Marriage Material by Sathnam Sanghera, Heinemann, hardback, out now. In moving to England, the Conservative politician Enoch Powell declared in 1968, a West Indian or Asian will find he has "lost one nationality without acquiring another". For Arjan Banga, revisiting his immigrant parents' corner shop in Wolverhampton during the riots of 2011, these words retain a horrible ring of truth. Banja is a prodigal son who has spent his 20s gallivanting round London, dabbling in graphic design. But when he finally returns, he finds that Bains Stores is where he feels most at home. This is rollicking comedy, lit up by hilarious set-pieces; but it's also dark satire. Nearly half a century after Powell's notorious speech, the Banja family remain at best invisible to their white neighbours, at worst the butt of shameful, indiscriminate "Paki-bashing". Thank God for Sanghera's sense of humour: it sugars a bitter pill.

The Embassy of Cambodia by Zadie Smith, Hamish Hamilton, hardback, out now. Read this tiny, elegant volume over lunch, or slip it into a Christmas stocking; but don't be fooled by its size. It's more thought-provoking than most novels 20 times its length. In north-west London stands the Embassy of Cambodia (in fact, as well as in this story). Locals, walking past, think "genocide": large-scale, headline-grabbing horror. They don't know, and might not care, that in a house in the same street a young African woman is being horribly abused.

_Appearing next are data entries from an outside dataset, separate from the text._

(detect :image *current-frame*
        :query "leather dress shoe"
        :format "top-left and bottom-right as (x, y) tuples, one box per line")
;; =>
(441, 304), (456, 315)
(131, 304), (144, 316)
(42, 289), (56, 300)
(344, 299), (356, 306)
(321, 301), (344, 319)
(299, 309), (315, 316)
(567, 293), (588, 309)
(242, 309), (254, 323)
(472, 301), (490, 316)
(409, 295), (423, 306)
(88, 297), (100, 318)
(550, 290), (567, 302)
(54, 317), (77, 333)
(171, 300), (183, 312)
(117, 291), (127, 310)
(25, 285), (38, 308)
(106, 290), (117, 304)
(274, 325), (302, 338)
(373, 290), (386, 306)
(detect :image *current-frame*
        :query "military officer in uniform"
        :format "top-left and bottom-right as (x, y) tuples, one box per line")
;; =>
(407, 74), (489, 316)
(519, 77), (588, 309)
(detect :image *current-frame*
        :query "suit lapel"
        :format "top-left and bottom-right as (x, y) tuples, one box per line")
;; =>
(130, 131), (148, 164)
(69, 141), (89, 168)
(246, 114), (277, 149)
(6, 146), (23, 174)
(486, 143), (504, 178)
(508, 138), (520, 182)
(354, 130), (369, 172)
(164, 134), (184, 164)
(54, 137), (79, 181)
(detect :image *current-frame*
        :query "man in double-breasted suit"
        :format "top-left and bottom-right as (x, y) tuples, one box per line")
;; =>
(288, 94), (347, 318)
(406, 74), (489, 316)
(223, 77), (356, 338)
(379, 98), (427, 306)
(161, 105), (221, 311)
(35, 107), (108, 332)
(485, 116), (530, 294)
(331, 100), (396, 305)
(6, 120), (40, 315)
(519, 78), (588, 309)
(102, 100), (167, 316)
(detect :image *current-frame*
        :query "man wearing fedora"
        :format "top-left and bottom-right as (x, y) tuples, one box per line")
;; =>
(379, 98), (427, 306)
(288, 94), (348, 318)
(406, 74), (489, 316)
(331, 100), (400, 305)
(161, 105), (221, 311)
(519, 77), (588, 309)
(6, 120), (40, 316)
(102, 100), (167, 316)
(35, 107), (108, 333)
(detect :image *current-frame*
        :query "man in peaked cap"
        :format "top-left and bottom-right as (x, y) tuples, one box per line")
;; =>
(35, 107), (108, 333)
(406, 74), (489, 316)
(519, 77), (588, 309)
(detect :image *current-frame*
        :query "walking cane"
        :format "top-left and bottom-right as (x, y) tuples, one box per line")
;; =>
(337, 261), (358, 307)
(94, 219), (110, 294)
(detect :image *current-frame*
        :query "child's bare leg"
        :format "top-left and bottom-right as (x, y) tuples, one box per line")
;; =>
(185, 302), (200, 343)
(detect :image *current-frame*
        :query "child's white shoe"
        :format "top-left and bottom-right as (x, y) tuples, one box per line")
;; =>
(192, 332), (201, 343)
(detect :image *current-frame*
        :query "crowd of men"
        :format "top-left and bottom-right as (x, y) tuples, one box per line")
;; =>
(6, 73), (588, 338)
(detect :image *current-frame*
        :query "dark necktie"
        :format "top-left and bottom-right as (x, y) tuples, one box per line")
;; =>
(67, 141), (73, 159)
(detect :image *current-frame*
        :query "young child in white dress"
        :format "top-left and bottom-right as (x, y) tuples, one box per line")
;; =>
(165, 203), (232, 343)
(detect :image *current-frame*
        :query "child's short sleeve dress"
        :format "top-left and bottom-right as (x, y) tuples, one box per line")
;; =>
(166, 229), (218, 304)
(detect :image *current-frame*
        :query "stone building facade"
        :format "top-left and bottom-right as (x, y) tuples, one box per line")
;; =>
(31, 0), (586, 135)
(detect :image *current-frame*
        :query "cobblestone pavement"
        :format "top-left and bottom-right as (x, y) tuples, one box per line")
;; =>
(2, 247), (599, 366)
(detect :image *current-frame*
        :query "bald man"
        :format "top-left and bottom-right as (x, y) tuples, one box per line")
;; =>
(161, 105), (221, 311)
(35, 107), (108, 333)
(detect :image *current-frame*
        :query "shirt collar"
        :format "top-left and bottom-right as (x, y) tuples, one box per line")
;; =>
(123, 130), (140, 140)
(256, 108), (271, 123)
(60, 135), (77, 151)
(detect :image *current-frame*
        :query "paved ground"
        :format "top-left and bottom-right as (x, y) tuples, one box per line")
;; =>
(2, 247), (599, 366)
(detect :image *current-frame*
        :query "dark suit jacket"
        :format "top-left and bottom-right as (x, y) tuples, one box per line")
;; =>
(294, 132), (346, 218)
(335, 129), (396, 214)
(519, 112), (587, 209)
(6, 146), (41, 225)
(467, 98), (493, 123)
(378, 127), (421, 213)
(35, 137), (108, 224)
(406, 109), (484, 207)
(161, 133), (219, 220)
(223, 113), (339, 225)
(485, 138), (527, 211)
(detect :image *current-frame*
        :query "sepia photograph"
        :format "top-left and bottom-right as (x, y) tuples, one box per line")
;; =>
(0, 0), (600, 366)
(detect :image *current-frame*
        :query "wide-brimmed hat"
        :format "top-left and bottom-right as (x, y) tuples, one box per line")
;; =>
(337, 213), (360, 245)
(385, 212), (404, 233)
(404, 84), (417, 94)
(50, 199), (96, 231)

Fatou is, in effect, a slave—paid nothing, her passport confiscated by her employers, the Derawals. When she saves their daughter's life, Mrs Derawal, obscurely jealous, throws her out. "To keep you is no benefit, to destroy you is no loss," the Khmer Rouge once chanted. It's a sentiment still flourishing, Zadie Smith suggests, in secret pockets of the Willesden middle classes.

THE TWO BEST READS of 2013

BOOK OF THE YEAR: NON-FICTION Command and Control by Eric Schlosser, Allen Lane, hardback, out now. Narrowly outstripping Alan Johnson's quietly devastating memoir, "This Boy", Eric Schlosser's survey of the development of nuclear weapons since 1945 left me chilled. You don't need Dr Strangelove to trigger nuclear catastrophe, Schlosser shows, just a maintenance man with a shaky hand—and his catalogue of near-disasters is eye-stretching. He swings from the panoramic to the particular, homing in on the pregnant wife, cooking dinner, unaware that her husband had just inadvertently pierced the side of a Titan II missile with three times the explosive force of all the bombs dropped during the second world war (including the atomic ones). Schlosser's style is unflustered, but his message is grim. Every nuclear weapon is a disaster waiting to happen. "They are out there…sustained by our denial. And they work."

BOOK OF THE YEAR: FICTION Life after Life by Kate Atkinson, Doubleday, hardback, out now. Life is not a rehearsal—but supposing it was? Given a second or even a third chance, could we all become heroes, or would fate relentlessly trip us up? For Ursula Todd, at the centre of Kate Atkinson's teasing but profound ninth novel, time is not linear but circular. Born (or possibly stillborn) in 1910, she lives and re-lives the great events of the 20th century—the Spanish flu epidemic, the rise of Nazism, the Blitz—many times, and in different ways, each one utterly compelling. In less skilled hands, this stop-start structure would make readers sea-sick, but Atkinson keeps us feeling secure, her cool, spare style giving us room to exercise our own imagination and add our own nuance. Given a second chance, the Man Booker judges would surely not overlook this gem again.